Aujourd’hui, on voit plus de personnes trans, dans la rue, dans les médias…
On vit quasiment ce que les homos pont vécu dans les années 70-80 quand l’homosexualité est sortie du bois. Là d’un seul coup, on a dit : "Il ne faut pas en parler sinon tous les enfants vont devenir homos". Eh bien non, 40 ou 50 ans plus tard, tous les enfants ne sont pas devenus homos ! Ce n’est pas un choix, les homos, ils le ressentent. On ne parlait pas encore de transidentité parce qu’on n’osait pas. On a commencé à en parler plus dans les années 2010… Alors que ce n’est pas un truc nouveau. Même dans la mythologie grecque, Hermaphrodite, le mythe de Tirésias ou celui de Senée, il y avait déjà ce côté de transidentité et de passage d’un genre à un autre.

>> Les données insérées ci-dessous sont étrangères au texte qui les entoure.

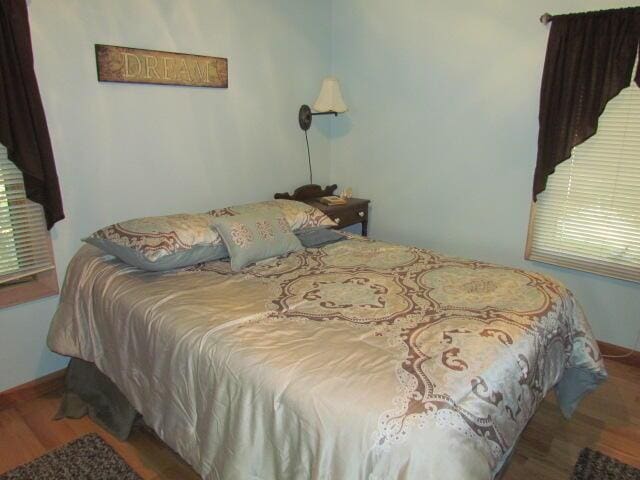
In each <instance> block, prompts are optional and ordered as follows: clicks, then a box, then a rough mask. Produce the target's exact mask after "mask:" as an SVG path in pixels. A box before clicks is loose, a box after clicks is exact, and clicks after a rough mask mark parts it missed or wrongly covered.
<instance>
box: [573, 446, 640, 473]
mask: <svg viewBox="0 0 640 480" xmlns="http://www.w3.org/2000/svg"><path fill="white" fill-rule="evenodd" d="M571 478H572V480H640V470H638V469H637V468H634V467H632V466H631V465H627V464H626V463H622V462H619V461H618V460H616V459H615V458H611V457H608V456H607V455H605V454H604V453H600V452H597V451H595V450H591V449H590V448H583V449H582V451H581V452H580V456H579V457H578V461H577V462H576V466H575V467H574V468H573V477H571Z"/></svg>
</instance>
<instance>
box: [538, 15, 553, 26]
mask: <svg viewBox="0 0 640 480" xmlns="http://www.w3.org/2000/svg"><path fill="white" fill-rule="evenodd" d="M551 20H553V15H551V14H550V13H549V12H545V13H543V14H542V15H540V23H542V24H543V25H548V24H549V22H551Z"/></svg>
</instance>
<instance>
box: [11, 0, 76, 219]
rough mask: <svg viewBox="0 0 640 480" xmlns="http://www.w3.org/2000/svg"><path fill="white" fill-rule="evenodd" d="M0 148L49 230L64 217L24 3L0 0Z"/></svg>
mask: <svg viewBox="0 0 640 480" xmlns="http://www.w3.org/2000/svg"><path fill="white" fill-rule="evenodd" d="M0 143H2V144H3V145H4V146H5V147H6V148H7V151H8V154H9V159H11V161H12V162H13V163H14V164H15V165H16V167H18V169H20V171H21V172H22V174H23V177H24V185H25V189H26V194H27V198H29V199H31V200H33V201H34V202H36V203H39V204H40V205H42V207H43V208H44V213H45V218H46V220H47V228H51V227H52V226H53V224H54V223H56V222H57V221H58V220H62V219H63V218H64V213H63V211H62V198H61V196H60V187H59V185H58V175H57V173H56V166H55V163H54V160H53V150H52V148H51V140H50V138H49V130H48V129H47V120H46V118H45V115H44V109H43V107H42V100H41V98H40V92H39V90H38V83H37V81H36V75H35V71H34V69H33V53H32V50H31V34H30V31H29V16H28V11H27V4H26V2H25V0H0Z"/></svg>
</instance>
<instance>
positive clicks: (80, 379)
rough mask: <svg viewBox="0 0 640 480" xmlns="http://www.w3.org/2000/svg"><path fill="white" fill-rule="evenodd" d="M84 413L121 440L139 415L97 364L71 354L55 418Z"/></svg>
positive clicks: (56, 418) (135, 420)
mask: <svg viewBox="0 0 640 480" xmlns="http://www.w3.org/2000/svg"><path fill="white" fill-rule="evenodd" d="M85 415H89V417H90V418H91V419H92V420H93V421H94V422H96V423H97V424H98V425H100V426H101V427H102V428H104V429H105V430H107V431H108V432H109V433H111V434H112V435H114V436H115V437H117V438H119V439H120V440H126V439H127V438H128V437H129V434H130V433H131V428H132V427H133V425H134V423H136V421H141V418H142V417H140V414H138V412H137V411H136V409H135V408H133V407H132V406H131V404H130V403H129V400H127V398H126V397H125V396H124V395H123V394H122V392H120V390H119V389H118V387H116V386H115V384H114V383H113V382H112V381H111V380H109V378H108V377H107V376H106V375H105V374H103V373H102V372H101V371H100V370H98V367H96V366H95V365H94V364H93V363H91V362H85V361H84V360H80V359H78V358H72V359H71V361H70V362H69V366H68V367H67V374H66V378H65V392H64V395H63V397H62V402H61V404H60V408H59V409H58V413H56V416H55V418H56V419H57V420H58V419H61V418H81V417H84V416H85Z"/></svg>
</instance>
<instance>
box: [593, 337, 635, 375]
mask: <svg viewBox="0 0 640 480" xmlns="http://www.w3.org/2000/svg"><path fill="white" fill-rule="evenodd" d="M598 346H599V347H600V353H602V355H613V356H618V355H627V354H628V353H629V349H628V348H626V347H621V346H619V345H613V344H612V343H607V342H603V341H601V340H598ZM608 360H615V361H616V362H620V363H624V364H625V365H631V366H632V367H638V368H640V352H638V351H637V350H633V351H632V353H631V355H629V356H626V357H621V358H610V359H608Z"/></svg>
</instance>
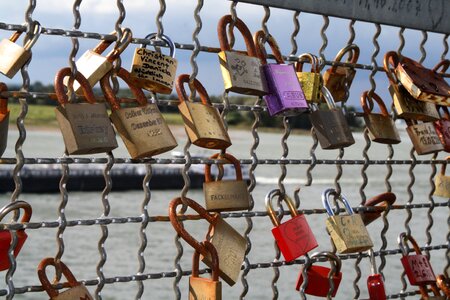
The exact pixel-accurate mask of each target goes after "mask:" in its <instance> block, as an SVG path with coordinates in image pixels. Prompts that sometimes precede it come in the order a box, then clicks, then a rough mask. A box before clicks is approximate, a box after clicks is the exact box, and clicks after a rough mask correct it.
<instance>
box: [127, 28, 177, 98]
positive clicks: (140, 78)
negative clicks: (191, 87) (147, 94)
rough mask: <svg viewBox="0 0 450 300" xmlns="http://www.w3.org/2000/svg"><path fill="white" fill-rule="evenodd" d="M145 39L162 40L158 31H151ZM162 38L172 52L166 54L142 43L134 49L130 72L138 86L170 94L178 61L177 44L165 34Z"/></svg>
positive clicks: (153, 91)
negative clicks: (150, 33) (159, 34)
mask: <svg viewBox="0 0 450 300" xmlns="http://www.w3.org/2000/svg"><path fill="white" fill-rule="evenodd" d="M145 39H148V40H151V41H158V40H160V39H158V35H157V33H151V34H149V35H147V36H146V37H145ZM161 40H163V41H164V42H165V43H166V44H167V46H169V49H170V54H169V55H165V54H162V53H161V52H160V51H152V50H148V49H147V48H146V47H145V45H144V44H142V45H141V46H140V47H139V48H137V49H135V50H134V55H133V62H132V63H131V71H130V73H131V79H132V81H133V83H134V84H135V85H136V86H137V87H140V88H142V89H146V90H148V91H152V92H153V93H161V94H170V93H171V92H172V88H173V81H174V80H175V74H176V72H177V64H178V62H177V60H176V59H175V44H174V43H173V42H172V40H171V39H170V38H169V37H168V36H167V35H164V34H162V35H161Z"/></svg>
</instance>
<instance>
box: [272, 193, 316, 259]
mask: <svg viewBox="0 0 450 300" xmlns="http://www.w3.org/2000/svg"><path fill="white" fill-rule="evenodd" d="M276 196H278V197H279V199H280V201H281V200H283V201H284V202H286V204H287V206H288V208H289V211H290V213H291V216H292V218H291V219H289V220H288V221H286V222H284V223H280V221H279V220H278V218H277V216H276V214H275V211H274V209H273V205H272V200H273V198H275V197H276ZM265 201H266V210H267V214H268V215H269V217H270V220H271V221H272V224H273V225H274V226H275V227H274V228H272V234H273V237H274V238H275V241H276V242H277V245H278V248H280V251H281V253H282V254H283V257H284V259H285V260H286V261H292V260H294V259H296V258H298V257H300V256H302V255H305V254H306V253H307V252H308V251H311V250H312V249H314V248H316V247H317V246H318V245H317V241H316V238H315V237H314V234H313V232H312V230H311V228H310V227H309V225H308V222H307V221H306V218H305V215H304V214H303V213H302V214H299V213H298V212H297V209H296V208H295V205H294V203H293V201H292V200H291V199H290V198H289V197H288V196H287V195H283V194H282V193H281V191H280V190H272V191H270V192H269V193H268V194H267V195H266V200H265Z"/></svg>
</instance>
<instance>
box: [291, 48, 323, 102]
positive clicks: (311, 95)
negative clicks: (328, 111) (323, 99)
mask: <svg viewBox="0 0 450 300" xmlns="http://www.w3.org/2000/svg"><path fill="white" fill-rule="evenodd" d="M305 62H309V63H310V64H311V71H310V72H303V64H304V63H305ZM295 71H296V73H297V78H298V81H299V82H300V85H301V86H302V90H303V93H304V94H305V98H306V100H307V101H310V102H321V99H320V90H321V88H322V84H323V80H322V74H320V68H319V59H318V58H317V56H315V55H313V54H311V53H303V54H301V55H300V56H299V57H298V61H297V62H296V64H295Z"/></svg>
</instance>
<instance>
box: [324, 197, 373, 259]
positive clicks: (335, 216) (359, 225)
mask: <svg viewBox="0 0 450 300" xmlns="http://www.w3.org/2000/svg"><path fill="white" fill-rule="evenodd" d="M331 196H334V197H335V199H336V210H335V211H333V209H332V208H331V205H330V197H331ZM338 200H339V201H341V202H342V203H343V204H344V207H345V210H346V211H347V214H346V215H338V213H339V205H338V202H337V201H338ZM322 203H323V206H324V207H325V209H326V211H327V214H328V216H329V217H328V219H327V221H326V227H327V231H328V233H329V234H330V236H331V239H332V240H333V243H334V245H335V246H336V249H337V251H338V252H339V253H354V252H362V251H366V250H369V249H370V248H372V247H373V243H372V240H371V239H370V236H369V232H368V231H367V229H366V226H364V223H363V221H362V219H361V215H359V214H354V213H353V209H352V207H351V206H350V204H349V203H348V201H347V199H346V198H345V197H344V195H342V194H341V195H340V196H339V195H338V194H337V192H336V191H335V190H334V189H326V190H325V191H324V192H323V193H322Z"/></svg>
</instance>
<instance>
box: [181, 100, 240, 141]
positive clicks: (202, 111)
mask: <svg viewBox="0 0 450 300" xmlns="http://www.w3.org/2000/svg"><path fill="white" fill-rule="evenodd" d="M178 109H179V110H180V113H181V116H182V118H183V121H184V127H185V129H186V132H187V134H188V136H189V139H190V140H191V142H192V143H193V144H194V145H197V146H199V147H203V148H208V149H226V148H228V147H229V146H230V145H231V141H230V137H229V136H228V133H227V131H226V130H225V127H224V125H223V122H222V120H221V118H220V115H219V112H218V110H217V109H216V108H215V107H213V106H210V105H205V104H203V103H199V102H189V101H182V102H181V103H180V104H179V105H178Z"/></svg>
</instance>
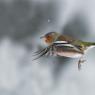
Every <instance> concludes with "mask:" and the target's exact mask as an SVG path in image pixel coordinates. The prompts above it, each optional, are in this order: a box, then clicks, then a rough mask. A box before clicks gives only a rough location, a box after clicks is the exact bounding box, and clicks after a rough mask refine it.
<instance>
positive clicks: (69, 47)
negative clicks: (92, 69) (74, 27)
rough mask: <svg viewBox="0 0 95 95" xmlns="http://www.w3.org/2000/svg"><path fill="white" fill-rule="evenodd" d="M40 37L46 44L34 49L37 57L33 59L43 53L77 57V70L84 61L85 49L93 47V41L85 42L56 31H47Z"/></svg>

Comment allez-vous aujourd’hui ?
Alors là, super bien ! Je me suis tellement sentie illégitime une bonne partie de ma vie. Mais aujourd’hui, depuis ma transition hormonale et chirurgicale, je me sens tellement bien ! Être soi, c’est tellement bien. Je me sens totalement femme. Je me suis détestée toute ma vie, je me voyais mais je ne m’aimais pas et aujourd’hui je m’aime enfin, quel bien ça fait, c’est phénoménal ! D'ailleurs, quand je revois des anciens collègues journalistes, ils me disent tu es rayonnante, tu es d’une sérénité extraordinaire. Et puis, je suis également enseignante et conseillère pédagogique à Sciences po, ils m’ont gardée et ça, c’est bien. Comme dit la directrice, ce n’est pas parce que maintenant tu es reconnue comme une femme que tu serais plus mauvaise ou meilleure qu’avant. Donc je n’ai jamais été si heureuse.

Béatrice Deanes raconte son parcours dans un livre autobiographique. "Ce corps n'était pas le mien" est paru chez F1rst éditions.